Все стихло… чтобы через паузу возобновиться с той силой и очевидностью, при какой уже не может не включиться воображение. Донесся и совпадающий со скрипом сдерживаемый дамский голос… Классная, опустив голову, до красноты терла рукою лоб… Мы все жили в кварталах хрущёвок с их известной акустикой, с этими трубами отопления, уходящими через полые трубные вставки вверх и вниз к соседям. Как говорил наш сосед-алкаш: пернешь – слышно.
– Ну что… Всё, да?.. – она резко встала, вытесняя меня в прихожую, где можно было бы разговаривать.
Неловко топчась и ворочаясь, я наконец оделся и оказался в дверях. Мы словно забыли, зачем встречались. Она так же молча, как я вышел, закрыла за мною дверь…
Вечером, сидя за письменным столом в своем углу, я крутил в пальцах ручку. В соседней комнате мать возилась с отцом. «Завтра»… Не хватало «завтра». Говорилось лишь, что «завтра среда». При всей ее боязни этих дел, два дня «до» мне все-таки отводилось… отвелось в прошлый раз. Почему ни слова о завтра? Это не она? Интересно, как у других? Интересно, я увижу почерк и вспомню? Мы никогда ничего не писали друг другу. Из осторожности. Если не она – то кто? И почему тогда это – ко мне? Специально. По аналогии. Отличие только в «среде»… Бред… Стишок пожирал мой мозг. Это она. Вошла… написала… о том, что завтра… – что?.. если залетают, как скоро становится ясно?.. что завтра – ни то и ни се… момент выбора… решусь я или нет. Вместе с ней. Довериться провидению. Вызов всем. Включая меня.
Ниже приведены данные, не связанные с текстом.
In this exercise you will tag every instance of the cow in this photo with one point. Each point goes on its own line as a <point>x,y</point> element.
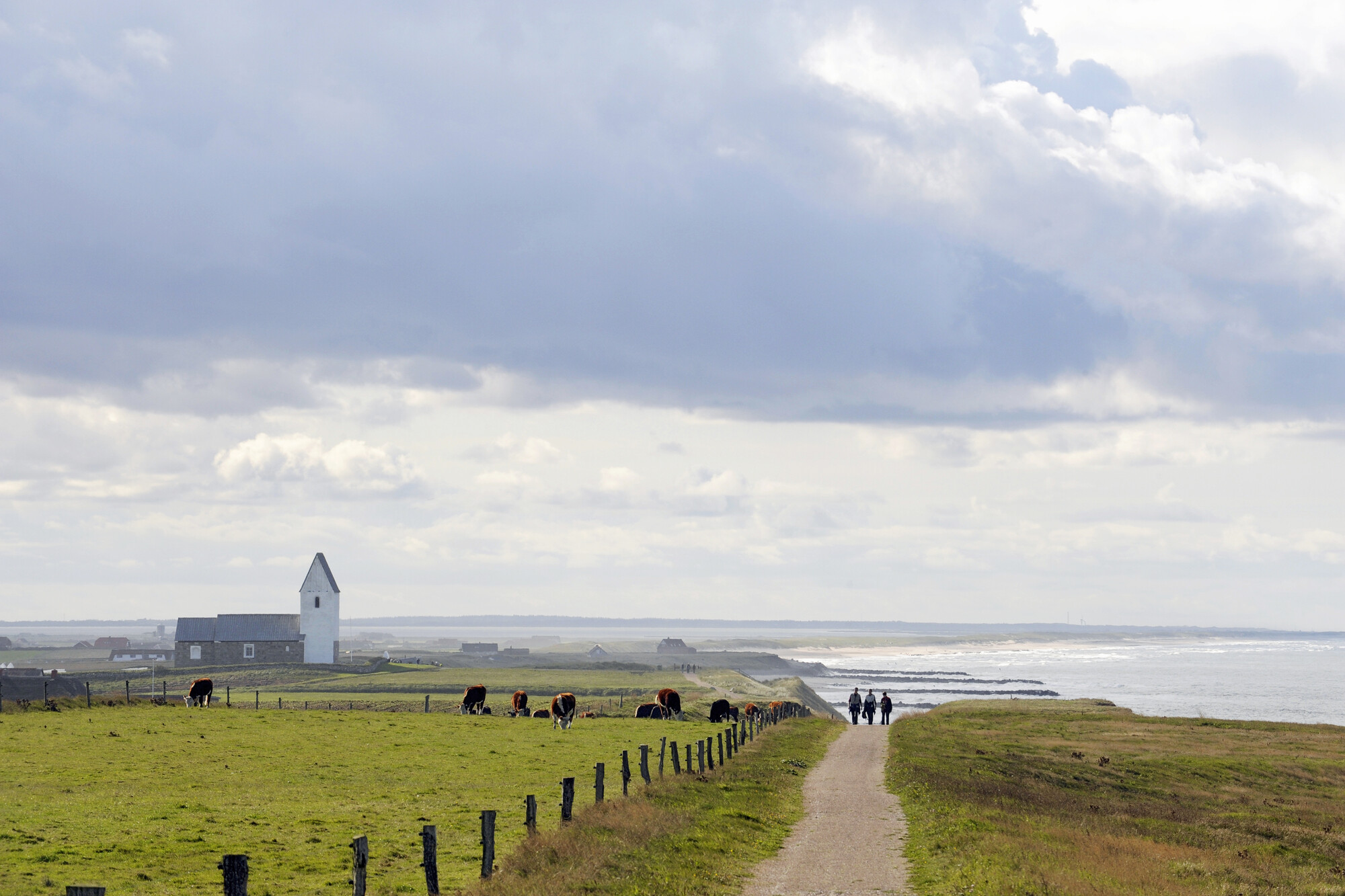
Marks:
<point>200,692</point>
<point>670,704</point>
<point>563,710</point>
<point>474,701</point>
<point>722,710</point>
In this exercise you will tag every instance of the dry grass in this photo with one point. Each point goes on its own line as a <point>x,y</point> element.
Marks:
<point>1000,803</point>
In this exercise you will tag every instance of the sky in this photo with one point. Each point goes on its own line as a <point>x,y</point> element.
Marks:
<point>987,311</point>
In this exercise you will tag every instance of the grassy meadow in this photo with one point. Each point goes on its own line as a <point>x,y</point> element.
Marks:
<point>1073,797</point>
<point>687,836</point>
<point>146,799</point>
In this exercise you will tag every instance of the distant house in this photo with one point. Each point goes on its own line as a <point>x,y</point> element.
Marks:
<point>309,637</point>
<point>481,647</point>
<point>675,646</point>
<point>137,654</point>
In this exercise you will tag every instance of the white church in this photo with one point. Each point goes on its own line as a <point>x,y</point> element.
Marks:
<point>313,635</point>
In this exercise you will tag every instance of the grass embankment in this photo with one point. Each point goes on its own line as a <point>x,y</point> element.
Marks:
<point>999,802</point>
<point>701,834</point>
<point>742,689</point>
<point>146,799</point>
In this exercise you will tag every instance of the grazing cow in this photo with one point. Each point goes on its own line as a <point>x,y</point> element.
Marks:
<point>563,710</point>
<point>200,692</point>
<point>720,710</point>
<point>670,704</point>
<point>474,701</point>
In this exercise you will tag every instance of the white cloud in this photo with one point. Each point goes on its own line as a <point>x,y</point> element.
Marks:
<point>147,45</point>
<point>350,466</point>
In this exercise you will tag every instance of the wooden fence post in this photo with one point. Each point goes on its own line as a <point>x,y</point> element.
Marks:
<point>567,798</point>
<point>430,858</point>
<point>361,848</point>
<point>488,841</point>
<point>236,874</point>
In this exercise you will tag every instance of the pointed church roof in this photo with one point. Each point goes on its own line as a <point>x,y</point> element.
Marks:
<point>319,575</point>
Это было единственное, хоть как-то походившее на реальность, хоть как-то сводившее концы с концами.
Вторым было ни на что не похожее и ничего не сводившее, образованное не мыслями, а полутенями, намеками – неясное целое, содержавшее в глубине: классная. Королеву я жестко связал, по рукам и ногам, не дернется. Классная… Могла она от Королевы что-то узнать о календаре? Откуда?! А от самой Марго?.. Чудовище… наш мозг – чудовище и чудовищно то, что в нем. Совпадение, совпадение, для чего?.. И какова цена всей интуиции, выдающей такое… Тебе самому хотелось бы, воображение идет на поводу желаний, тебе нужна классная в центре всей композиции, всей этой экибаны из безрассудных, гнусных по сути действий…
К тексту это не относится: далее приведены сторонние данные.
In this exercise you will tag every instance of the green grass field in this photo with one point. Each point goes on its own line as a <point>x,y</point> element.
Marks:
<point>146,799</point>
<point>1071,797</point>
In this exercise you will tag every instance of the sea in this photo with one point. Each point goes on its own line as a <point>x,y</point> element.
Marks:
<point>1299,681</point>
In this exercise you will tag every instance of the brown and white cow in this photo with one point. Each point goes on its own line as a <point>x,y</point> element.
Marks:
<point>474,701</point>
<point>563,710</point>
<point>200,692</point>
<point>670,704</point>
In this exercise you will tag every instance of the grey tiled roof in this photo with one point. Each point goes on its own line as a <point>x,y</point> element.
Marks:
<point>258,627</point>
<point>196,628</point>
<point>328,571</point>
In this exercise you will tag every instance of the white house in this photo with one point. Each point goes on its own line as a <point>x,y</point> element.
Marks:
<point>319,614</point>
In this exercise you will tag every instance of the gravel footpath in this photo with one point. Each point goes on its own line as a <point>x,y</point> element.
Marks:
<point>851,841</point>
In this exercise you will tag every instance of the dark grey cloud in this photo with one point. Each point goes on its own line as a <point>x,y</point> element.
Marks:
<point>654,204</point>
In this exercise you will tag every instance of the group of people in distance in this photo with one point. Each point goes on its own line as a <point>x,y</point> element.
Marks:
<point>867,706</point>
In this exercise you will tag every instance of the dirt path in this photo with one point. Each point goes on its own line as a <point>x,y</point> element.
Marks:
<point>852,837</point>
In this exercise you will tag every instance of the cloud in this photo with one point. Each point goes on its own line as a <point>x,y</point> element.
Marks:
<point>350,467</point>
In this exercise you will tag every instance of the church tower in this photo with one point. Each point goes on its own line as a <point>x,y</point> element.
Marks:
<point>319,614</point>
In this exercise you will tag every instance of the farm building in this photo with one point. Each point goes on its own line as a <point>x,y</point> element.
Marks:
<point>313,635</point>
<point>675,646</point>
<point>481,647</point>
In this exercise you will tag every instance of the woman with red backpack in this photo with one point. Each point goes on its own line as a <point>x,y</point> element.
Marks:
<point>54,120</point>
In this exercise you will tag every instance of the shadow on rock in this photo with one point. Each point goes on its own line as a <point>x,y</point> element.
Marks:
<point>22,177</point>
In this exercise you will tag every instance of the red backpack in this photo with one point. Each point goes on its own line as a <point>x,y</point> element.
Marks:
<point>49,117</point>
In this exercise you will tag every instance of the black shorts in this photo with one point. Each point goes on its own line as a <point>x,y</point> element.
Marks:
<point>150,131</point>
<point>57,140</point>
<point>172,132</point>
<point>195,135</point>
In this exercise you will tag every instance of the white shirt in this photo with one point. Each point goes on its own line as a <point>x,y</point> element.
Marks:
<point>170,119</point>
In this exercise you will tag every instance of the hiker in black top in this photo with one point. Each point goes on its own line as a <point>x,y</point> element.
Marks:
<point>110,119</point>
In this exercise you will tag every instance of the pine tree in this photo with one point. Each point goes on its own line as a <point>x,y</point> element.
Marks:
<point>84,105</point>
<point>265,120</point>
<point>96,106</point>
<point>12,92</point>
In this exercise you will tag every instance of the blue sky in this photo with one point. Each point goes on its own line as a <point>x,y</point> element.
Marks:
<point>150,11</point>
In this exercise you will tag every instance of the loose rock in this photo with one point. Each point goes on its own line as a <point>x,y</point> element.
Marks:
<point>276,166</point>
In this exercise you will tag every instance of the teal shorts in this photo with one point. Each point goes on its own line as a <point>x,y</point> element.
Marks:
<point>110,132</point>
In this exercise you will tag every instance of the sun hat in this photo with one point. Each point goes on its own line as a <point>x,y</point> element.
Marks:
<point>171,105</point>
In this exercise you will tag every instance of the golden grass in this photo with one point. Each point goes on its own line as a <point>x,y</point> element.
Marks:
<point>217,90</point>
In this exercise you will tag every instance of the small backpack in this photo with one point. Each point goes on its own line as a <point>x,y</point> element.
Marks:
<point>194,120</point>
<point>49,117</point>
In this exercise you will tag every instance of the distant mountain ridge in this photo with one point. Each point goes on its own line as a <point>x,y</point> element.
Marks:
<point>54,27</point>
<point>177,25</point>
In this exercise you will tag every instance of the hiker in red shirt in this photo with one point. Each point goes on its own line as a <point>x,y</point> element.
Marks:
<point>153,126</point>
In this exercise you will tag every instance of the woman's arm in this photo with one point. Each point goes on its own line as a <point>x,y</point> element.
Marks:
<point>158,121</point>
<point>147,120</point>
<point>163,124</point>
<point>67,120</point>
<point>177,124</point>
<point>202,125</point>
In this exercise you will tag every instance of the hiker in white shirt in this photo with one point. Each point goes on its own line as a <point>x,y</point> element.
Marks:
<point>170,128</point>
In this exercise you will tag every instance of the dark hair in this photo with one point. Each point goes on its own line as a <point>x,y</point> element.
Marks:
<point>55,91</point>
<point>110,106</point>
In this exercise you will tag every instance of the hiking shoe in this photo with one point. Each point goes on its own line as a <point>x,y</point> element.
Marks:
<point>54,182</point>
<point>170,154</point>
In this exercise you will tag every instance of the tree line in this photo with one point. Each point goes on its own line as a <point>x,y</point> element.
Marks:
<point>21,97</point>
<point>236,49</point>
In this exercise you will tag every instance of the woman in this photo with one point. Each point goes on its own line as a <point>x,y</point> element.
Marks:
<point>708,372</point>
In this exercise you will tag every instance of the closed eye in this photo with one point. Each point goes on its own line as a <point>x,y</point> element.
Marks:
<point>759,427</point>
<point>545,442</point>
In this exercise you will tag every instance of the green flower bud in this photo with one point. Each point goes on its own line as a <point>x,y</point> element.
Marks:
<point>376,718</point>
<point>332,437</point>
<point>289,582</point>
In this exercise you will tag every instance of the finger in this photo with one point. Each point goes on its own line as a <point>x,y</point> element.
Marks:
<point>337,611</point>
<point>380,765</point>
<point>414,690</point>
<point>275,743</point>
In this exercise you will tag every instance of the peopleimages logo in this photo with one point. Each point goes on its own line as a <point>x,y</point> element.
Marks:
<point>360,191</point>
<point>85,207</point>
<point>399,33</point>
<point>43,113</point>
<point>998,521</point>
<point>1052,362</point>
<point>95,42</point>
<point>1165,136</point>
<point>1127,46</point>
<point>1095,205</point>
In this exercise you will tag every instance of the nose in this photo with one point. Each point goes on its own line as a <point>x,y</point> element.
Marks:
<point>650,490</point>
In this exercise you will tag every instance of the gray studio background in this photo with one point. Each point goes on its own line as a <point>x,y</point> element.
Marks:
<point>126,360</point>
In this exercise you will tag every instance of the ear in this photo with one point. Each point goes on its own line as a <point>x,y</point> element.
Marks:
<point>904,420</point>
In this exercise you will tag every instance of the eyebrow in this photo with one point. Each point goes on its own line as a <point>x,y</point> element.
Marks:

«Завтра»… Что-то должно случиться. Что-то важное.
– Ну что? Как он?.. – что я спрашиваю! Мать действительно из сил выбивается. Хоть бы отец выкарабкался…
В «нашем» месте (архитектор Кваренги) Марго вложила мне поутру в горсть записку. «Ее ли почерк – определить невозможно. Так я и думал…» – я изучал только форму, не уходя в содержание: «Мама заменилась на дежурстве. Приходи». Вроде бы, та же ровность и завершенность каждой буковки, но никакой гарантии… И к чему это послание, первое за все время – что, нельзя было эти пять слов произнести вслух? Проверка зрительной памяти?..
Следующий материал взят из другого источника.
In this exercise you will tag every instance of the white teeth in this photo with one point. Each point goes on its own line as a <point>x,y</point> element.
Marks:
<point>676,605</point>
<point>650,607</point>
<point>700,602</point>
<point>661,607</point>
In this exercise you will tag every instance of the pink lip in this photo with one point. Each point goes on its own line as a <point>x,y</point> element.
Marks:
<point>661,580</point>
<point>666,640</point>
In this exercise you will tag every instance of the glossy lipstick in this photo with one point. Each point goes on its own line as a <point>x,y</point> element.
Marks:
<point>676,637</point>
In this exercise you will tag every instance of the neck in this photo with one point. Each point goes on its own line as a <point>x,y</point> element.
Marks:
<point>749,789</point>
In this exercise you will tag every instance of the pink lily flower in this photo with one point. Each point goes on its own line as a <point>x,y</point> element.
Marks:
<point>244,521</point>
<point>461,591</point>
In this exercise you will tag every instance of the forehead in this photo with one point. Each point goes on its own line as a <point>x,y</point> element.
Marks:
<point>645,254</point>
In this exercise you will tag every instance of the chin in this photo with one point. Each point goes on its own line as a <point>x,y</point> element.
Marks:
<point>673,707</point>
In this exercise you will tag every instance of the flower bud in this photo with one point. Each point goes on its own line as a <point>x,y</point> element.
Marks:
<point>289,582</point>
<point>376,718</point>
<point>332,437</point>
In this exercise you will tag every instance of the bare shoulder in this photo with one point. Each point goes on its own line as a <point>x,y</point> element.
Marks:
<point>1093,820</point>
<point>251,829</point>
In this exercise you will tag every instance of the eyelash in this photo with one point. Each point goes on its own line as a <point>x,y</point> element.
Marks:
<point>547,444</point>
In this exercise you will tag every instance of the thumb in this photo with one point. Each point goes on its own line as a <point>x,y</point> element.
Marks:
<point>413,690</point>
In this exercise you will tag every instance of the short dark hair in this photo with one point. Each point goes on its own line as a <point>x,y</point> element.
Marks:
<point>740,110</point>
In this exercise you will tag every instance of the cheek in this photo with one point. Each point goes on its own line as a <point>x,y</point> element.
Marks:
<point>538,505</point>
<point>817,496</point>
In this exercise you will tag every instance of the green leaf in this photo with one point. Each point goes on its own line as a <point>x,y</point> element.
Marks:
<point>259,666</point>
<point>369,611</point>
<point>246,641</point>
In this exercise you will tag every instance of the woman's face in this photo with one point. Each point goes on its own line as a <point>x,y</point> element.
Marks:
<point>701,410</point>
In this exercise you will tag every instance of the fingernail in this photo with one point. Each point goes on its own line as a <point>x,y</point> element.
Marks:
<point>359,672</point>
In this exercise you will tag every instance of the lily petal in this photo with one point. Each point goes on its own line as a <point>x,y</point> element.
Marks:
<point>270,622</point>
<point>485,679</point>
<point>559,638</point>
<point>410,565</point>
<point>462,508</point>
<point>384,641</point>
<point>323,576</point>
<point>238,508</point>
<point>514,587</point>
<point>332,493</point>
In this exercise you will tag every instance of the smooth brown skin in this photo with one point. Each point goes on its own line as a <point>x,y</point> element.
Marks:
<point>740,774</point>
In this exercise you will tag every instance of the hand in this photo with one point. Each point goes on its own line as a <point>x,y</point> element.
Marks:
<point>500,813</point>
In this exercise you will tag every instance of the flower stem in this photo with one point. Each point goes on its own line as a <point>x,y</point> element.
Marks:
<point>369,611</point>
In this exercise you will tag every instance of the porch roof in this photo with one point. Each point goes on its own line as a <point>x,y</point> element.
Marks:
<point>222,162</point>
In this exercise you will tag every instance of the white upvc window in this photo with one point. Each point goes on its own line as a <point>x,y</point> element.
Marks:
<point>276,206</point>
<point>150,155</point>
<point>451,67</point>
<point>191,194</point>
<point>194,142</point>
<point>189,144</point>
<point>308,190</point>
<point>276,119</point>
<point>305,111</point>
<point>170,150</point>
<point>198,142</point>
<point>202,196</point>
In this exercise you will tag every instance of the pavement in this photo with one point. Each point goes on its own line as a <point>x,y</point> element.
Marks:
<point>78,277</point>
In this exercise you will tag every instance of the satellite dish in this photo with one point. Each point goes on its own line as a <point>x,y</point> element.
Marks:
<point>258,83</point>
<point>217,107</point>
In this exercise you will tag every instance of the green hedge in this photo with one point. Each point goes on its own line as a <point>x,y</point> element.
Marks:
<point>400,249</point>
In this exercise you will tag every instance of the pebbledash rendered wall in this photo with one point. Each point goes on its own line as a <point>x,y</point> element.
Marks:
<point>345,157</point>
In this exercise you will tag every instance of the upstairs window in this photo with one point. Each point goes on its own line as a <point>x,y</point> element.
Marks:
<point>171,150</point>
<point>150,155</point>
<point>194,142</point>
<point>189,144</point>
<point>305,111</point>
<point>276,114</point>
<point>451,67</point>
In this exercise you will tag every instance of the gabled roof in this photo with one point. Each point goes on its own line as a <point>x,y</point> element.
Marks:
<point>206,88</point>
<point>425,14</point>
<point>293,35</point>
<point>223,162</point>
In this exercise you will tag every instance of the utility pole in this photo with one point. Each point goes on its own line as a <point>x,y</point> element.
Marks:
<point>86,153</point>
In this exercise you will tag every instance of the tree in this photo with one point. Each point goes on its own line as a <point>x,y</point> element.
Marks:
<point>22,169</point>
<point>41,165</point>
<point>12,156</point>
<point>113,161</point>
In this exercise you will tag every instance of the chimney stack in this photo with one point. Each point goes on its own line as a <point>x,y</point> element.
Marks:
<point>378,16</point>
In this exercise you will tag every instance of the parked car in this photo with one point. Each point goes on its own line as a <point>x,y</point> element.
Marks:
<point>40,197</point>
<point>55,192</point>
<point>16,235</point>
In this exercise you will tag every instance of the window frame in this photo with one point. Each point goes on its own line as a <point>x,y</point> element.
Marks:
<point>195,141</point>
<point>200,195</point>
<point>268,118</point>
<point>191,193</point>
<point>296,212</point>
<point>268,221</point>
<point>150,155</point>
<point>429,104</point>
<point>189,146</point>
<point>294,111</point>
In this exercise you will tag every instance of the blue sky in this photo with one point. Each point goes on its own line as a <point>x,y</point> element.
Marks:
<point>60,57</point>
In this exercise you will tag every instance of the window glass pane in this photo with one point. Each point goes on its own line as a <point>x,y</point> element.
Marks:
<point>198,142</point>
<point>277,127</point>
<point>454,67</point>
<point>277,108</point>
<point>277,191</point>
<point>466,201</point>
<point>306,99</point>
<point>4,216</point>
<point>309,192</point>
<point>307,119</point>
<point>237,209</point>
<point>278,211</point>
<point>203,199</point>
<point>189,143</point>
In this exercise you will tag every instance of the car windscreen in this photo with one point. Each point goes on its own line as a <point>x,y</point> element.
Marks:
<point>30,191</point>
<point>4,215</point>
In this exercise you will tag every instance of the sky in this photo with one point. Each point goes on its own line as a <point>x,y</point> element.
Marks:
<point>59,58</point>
– Мы перешли на три дня? – спросил я, когда все было кончено. – Ну и как я, прошел испытание?
– О чем ты? – в темноте она повернула ко мне лицо. – А-а, об этом… Вообще-то… можно и все пять, но…
– Десять.
– Что?
– Двадцать!
– Прекрати обращаться со мной так, будто я не твоя.
– Зачем ты это сделала? – я пролез башкой под «гребенку» ее ладони.
– Что «это»?
– Тебе мало меня?
Рука ее остановилась. Марго, моя Марго переваривала услышанное. Пока наконец не поняла правильно.
– Я, конечно, трусиха, но… Когда мы состаримся и захотим… похоже, у нас будет полный трусохвостик.